The 46-mile Withlacoochee State Trail spans a hidden corner of west-central Florida, passing a chain of lakes and crossing Withlacoochee State Forest, home to bald eagles and wild turkeys. In north Florida, the 16-mile Gainesville-Hawthorne Trail passes from the outskirts of this college town into the wilds of Paynes Prairie Preserve State Park, where sharp-eyed cyclists can spot white-tailed deer, sandhill cranes, and bobcats. Just west of Gainesville, the 32-mile Nature Coast Trail includes a bridge over the Suwannee River and a chance for a dip in the crystal-clear water of Fanning Springs State Park. Nicely appointed cabins with gas fireplaces and full kitchens offer a comfortable overnight option. Stick around and you may see wintering manatees.

In the Panhandle, the recently refurbished Tallahassee-St. Marks Historic Railroad State Trail runs 16 miles from the state capital to the waterfront village of St. Marks, where fresh seafood, waterfront parks, and the trails of the St. Marks National Wildlife Refuge await.

The once-bustling citrus town of Winter Garden, just west of Orlando, is a good stop on the wide, well-tended, and mostly flat 19-mile West Orange Trail. In the tiny downtown, cyclists lunch at sidewalk cafes in full spandex and the historic Edgewater Hotel caters to riders with hearty breakfasts and a location right on the trail (407-654-6921, historicedgewater.com, rates from $78).

The Florida Keys Overseas Heritage Trail, a sun-drenched 106-mile path, stretches from Key Largo to Key West, crossing 23 original railroad bridges. Parts of the full span share the road with cars, but 70 miles are set aside for biking, walking, and skating.

On the Gulf Coast, the 10-mile Legacy Trail follows a former railroad corridor between Sarasota and Venice, with seven trailheads, including the historic Venice Train Depot. It crosses three trestle bridges before passing through Oscar Scherer State Park in Osprey, home to the brilliant blue Florida scrub jay (941-483-5956, floridastateparks.org/oscarscherer).

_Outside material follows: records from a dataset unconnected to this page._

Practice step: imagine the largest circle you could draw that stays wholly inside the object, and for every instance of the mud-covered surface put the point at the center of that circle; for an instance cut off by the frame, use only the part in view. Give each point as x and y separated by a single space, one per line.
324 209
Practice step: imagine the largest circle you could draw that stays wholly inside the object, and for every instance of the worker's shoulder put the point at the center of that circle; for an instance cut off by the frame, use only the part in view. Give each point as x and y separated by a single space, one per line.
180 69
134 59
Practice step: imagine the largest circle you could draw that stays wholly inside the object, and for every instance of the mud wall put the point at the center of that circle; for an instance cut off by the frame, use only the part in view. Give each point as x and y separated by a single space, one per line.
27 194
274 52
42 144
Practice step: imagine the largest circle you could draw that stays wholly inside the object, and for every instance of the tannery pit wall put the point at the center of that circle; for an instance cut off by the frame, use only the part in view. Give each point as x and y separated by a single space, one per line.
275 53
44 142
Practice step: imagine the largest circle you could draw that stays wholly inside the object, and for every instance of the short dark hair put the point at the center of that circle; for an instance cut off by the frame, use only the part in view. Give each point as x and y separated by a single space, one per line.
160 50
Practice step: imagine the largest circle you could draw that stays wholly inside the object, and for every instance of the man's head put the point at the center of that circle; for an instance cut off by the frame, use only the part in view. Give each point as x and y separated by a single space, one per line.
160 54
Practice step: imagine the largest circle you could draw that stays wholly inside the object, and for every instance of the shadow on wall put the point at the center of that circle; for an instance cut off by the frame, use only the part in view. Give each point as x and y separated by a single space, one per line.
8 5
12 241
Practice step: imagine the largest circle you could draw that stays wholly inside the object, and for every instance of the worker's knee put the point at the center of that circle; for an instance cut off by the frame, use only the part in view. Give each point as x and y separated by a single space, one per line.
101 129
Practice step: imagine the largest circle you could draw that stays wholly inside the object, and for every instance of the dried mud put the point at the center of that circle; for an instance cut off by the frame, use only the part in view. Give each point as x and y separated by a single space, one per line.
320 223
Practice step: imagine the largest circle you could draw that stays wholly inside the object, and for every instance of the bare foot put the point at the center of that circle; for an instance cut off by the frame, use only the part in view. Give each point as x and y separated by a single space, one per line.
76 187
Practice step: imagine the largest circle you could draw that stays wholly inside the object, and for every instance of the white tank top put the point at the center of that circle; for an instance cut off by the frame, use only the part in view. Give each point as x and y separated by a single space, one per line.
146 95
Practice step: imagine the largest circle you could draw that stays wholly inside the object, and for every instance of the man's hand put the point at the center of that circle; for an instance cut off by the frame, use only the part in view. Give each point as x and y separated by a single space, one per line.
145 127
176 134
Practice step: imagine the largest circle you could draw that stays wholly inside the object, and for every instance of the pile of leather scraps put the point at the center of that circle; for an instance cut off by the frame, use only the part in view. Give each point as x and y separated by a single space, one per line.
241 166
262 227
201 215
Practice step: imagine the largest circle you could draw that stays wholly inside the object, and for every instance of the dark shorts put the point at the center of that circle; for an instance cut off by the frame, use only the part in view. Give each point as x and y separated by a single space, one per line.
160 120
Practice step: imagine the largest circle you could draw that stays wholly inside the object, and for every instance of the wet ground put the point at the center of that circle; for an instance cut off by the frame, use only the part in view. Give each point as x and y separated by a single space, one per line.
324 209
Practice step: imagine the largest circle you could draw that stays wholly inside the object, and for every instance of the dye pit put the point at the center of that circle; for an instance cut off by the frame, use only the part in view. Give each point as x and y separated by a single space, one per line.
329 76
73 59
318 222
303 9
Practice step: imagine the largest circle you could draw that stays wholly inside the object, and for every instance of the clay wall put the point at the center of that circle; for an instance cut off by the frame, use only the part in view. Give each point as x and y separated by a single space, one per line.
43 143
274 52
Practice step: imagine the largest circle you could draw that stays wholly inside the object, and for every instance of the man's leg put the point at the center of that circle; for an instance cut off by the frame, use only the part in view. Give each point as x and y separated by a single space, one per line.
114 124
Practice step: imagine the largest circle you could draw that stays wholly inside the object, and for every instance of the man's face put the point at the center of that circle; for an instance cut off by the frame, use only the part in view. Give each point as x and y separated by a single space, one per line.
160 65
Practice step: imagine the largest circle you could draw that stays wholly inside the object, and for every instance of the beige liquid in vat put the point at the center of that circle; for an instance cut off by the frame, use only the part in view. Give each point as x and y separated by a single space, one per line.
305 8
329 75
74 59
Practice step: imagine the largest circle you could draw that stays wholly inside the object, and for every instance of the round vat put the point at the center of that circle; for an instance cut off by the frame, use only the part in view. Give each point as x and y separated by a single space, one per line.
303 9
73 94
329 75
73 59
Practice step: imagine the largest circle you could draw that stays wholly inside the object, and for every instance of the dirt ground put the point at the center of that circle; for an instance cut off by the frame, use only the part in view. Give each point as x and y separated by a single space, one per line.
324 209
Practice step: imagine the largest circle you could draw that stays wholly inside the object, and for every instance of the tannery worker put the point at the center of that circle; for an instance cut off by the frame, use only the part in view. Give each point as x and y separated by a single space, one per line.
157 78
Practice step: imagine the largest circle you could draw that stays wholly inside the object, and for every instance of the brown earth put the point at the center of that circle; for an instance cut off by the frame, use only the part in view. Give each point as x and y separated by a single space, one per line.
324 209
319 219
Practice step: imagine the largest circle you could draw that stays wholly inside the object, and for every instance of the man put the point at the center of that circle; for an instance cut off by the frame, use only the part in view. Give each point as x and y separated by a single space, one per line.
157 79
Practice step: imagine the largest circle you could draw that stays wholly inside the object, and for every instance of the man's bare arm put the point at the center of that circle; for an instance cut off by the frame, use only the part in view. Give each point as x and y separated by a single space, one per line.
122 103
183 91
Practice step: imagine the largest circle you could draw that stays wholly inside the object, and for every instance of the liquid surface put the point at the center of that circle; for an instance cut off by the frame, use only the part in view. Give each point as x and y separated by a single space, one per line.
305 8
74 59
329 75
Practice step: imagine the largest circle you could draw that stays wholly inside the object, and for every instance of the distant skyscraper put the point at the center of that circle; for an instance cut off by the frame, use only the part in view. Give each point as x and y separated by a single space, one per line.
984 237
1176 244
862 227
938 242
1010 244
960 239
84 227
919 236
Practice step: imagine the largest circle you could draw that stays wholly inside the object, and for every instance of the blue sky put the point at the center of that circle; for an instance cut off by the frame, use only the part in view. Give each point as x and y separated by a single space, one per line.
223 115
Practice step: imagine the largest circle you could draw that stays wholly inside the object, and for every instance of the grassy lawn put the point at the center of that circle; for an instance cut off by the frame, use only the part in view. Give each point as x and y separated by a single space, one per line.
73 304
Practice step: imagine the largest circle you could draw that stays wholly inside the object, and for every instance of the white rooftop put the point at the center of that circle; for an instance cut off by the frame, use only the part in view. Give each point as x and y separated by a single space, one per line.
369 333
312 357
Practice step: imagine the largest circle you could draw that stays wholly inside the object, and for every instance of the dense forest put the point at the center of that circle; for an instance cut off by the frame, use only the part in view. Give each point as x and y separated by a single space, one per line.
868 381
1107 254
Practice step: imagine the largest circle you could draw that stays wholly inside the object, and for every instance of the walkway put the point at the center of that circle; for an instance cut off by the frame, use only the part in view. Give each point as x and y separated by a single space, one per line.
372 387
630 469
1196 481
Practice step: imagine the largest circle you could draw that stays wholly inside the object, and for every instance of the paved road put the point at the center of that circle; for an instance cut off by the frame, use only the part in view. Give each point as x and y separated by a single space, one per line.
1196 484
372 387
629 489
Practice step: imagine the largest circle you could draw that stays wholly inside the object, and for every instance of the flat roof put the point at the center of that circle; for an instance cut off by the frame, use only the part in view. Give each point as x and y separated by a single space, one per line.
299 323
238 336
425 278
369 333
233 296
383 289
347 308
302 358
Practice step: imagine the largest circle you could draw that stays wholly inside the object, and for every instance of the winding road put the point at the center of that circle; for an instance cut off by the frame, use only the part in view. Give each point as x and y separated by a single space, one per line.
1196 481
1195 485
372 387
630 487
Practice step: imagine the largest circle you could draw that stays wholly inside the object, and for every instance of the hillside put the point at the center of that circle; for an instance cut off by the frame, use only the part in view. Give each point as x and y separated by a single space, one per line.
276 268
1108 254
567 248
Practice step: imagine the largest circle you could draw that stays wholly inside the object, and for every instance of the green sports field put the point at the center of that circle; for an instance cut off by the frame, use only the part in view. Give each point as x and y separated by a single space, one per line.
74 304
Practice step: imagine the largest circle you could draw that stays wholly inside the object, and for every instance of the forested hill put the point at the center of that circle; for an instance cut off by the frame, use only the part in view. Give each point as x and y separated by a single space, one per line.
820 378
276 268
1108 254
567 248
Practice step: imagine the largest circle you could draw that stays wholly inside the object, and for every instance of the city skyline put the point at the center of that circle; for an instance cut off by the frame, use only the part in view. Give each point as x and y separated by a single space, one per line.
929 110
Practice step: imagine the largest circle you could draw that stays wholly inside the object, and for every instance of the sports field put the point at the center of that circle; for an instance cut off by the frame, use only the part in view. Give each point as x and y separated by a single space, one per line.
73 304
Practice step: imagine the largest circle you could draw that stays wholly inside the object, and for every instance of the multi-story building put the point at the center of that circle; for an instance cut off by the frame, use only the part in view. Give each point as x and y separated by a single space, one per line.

For a planned itinerary in the company of other cyclists, the annual Bike Florida event offers a weeklong tour with medical and mechanical support and luggage transportation and entertainment, with rest stops, camp-style accommodations, and an optional meal plan. Next year’s Forgotten Coast Tour on March 24-30 begins in Tallahassee and heads into Apalachicola National Forest for a tour of towns as charming as they are unpronounceable, including Wewahitchka, Apalachicola, and Sopchoppy (352-224-8601, bikeflorida.org).